Algunos físicos teóricos –los más optimistas– consideran que esta herramienta podrá usarse para descubrir los misterios de los fenómenos más violentos en la historia del universo, tales como inflación o la gran explosión que pudo haber originado el cosmos. Lo cierto es que semejantes acontecimientos, por sus propiedades, aportarían señales tan débiles que muy probablemente ninguno de los interferómetros terrestres concebidos podría distinguirlas de las vibraciones ambientales. Tal vez, interferómetros espaciales como LISA, que será puesto en órbita no antes de 2034, podrán aportar información al respecto, aunque el reto no es menor.

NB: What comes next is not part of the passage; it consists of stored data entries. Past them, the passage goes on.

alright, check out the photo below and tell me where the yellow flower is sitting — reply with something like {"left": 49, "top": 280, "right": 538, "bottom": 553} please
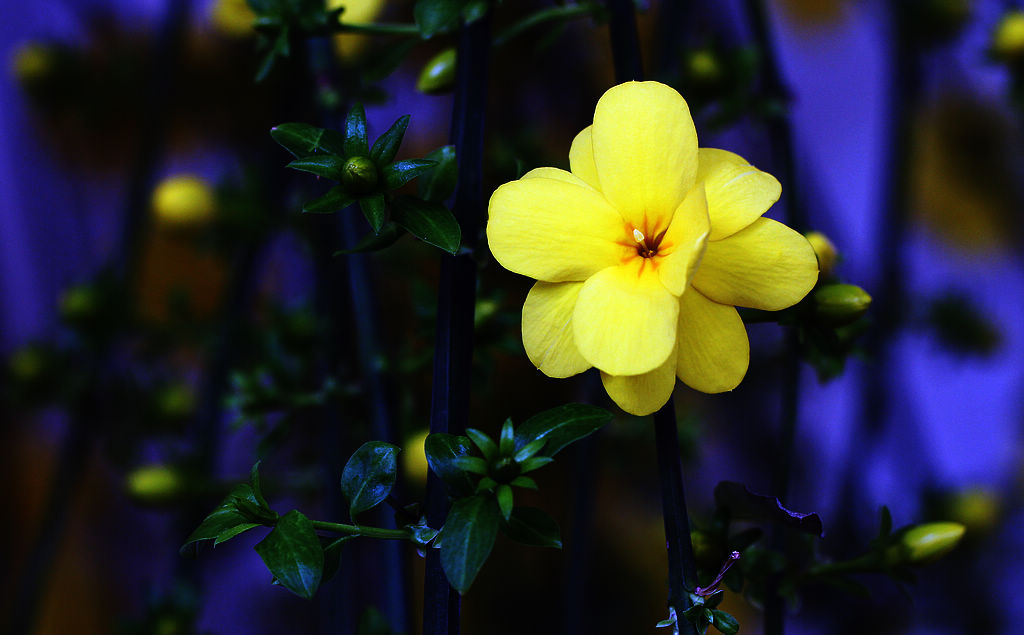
{"left": 151, "top": 174, "right": 216, "bottom": 227}
{"left": 486, "top": 81, "right": 817, "bottom": 416}
{"left": 328, "top": 0, "right": 388, "bottom": 61}
{"left": 993, "top": 10, "right": 1024, "bottom": 62}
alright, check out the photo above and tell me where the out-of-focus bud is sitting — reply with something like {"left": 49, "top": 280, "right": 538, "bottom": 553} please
{"left": 341, "top": 156, "right": 379, "bottom": 193}
{"left": 126, "top": 464, "right": 187, "bottom": 505}
{"left": 8, "top": 346, "right": 45, "bottom": 382}
{"left": 890, "top": 522, "right": 965, "bottom": 565}
{"left": 804, "top": 231, "right": 838, "bottom": 279}
{"left": 152, "top": 175, "right": 217, "bottom": 228}
{"left": 417, "top": 48, "right": 457, "bottom": 95}
{"left": 12, "top": 41, "right": 54, "bottom": 85}
{"left": 813, "top": 283, "right": 871, "bottom": 326}
{"left": 685, "top": 48, "right": 724, "bottom": 85}
{"left": 993, "top": 10, "right": 1024, "bottom": 63}
{"left": 945, "top": 488, "right": 1001, "bottom": 534}
{"left": 59, "top": 284, "right": 99, "bottom": 323}
{"left": 403, "top": 428, "right": 430, "bottom": 486}
{"left": 156, "top": 383, "right": 196, "bottom": 421}
{"left": 209, "top": 0, "right": 255, "bottom": 38}
{"left": 328, "top": 0, "right": 387, "bottom": 61}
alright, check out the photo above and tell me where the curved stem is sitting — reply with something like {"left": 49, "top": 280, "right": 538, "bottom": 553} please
{"left": 311, "top": 520, "right": 412, "bottom": 541}
{"left": 331, "top": 21, "right": 421, "bottom": 36}
{"left": 493, "top": 3, "right": 598, "bottom": 48}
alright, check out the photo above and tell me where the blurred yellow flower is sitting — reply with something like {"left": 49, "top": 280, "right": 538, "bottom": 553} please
{"left": 209, "top": 0, "right": 256, "bottom": 38}
{"left": 11, "top": 41, "right": 53, "bottom": 84}
{"left": 151, "top": 174, "right": 216, "bottom": 227}
{"left": 487, "top": 81, "right": 817, "bottom": 415}
{"left": 993, "top": 10, "right": 1024, "bottom": 61}
{"left": 328, "top": 0, "right": 388, "bottom": 60}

Mientas la colaboración LIGO se prepara para recibir múltiples reconocimientos científicos, entre los que podría figurar el Premio Nobel, astrónomos y cosmólogos de todo el mundo se preparan para usar los nuevos instrumentos en su hambre por comprender nuestro universo. Ciertamente, la historia de la física nos enseña que frecuentemente las revoluciones científicas están ligadas a grandes innovaciones tecnológicas, por lo que quizá estemos presenciando el inicio de una nueva era.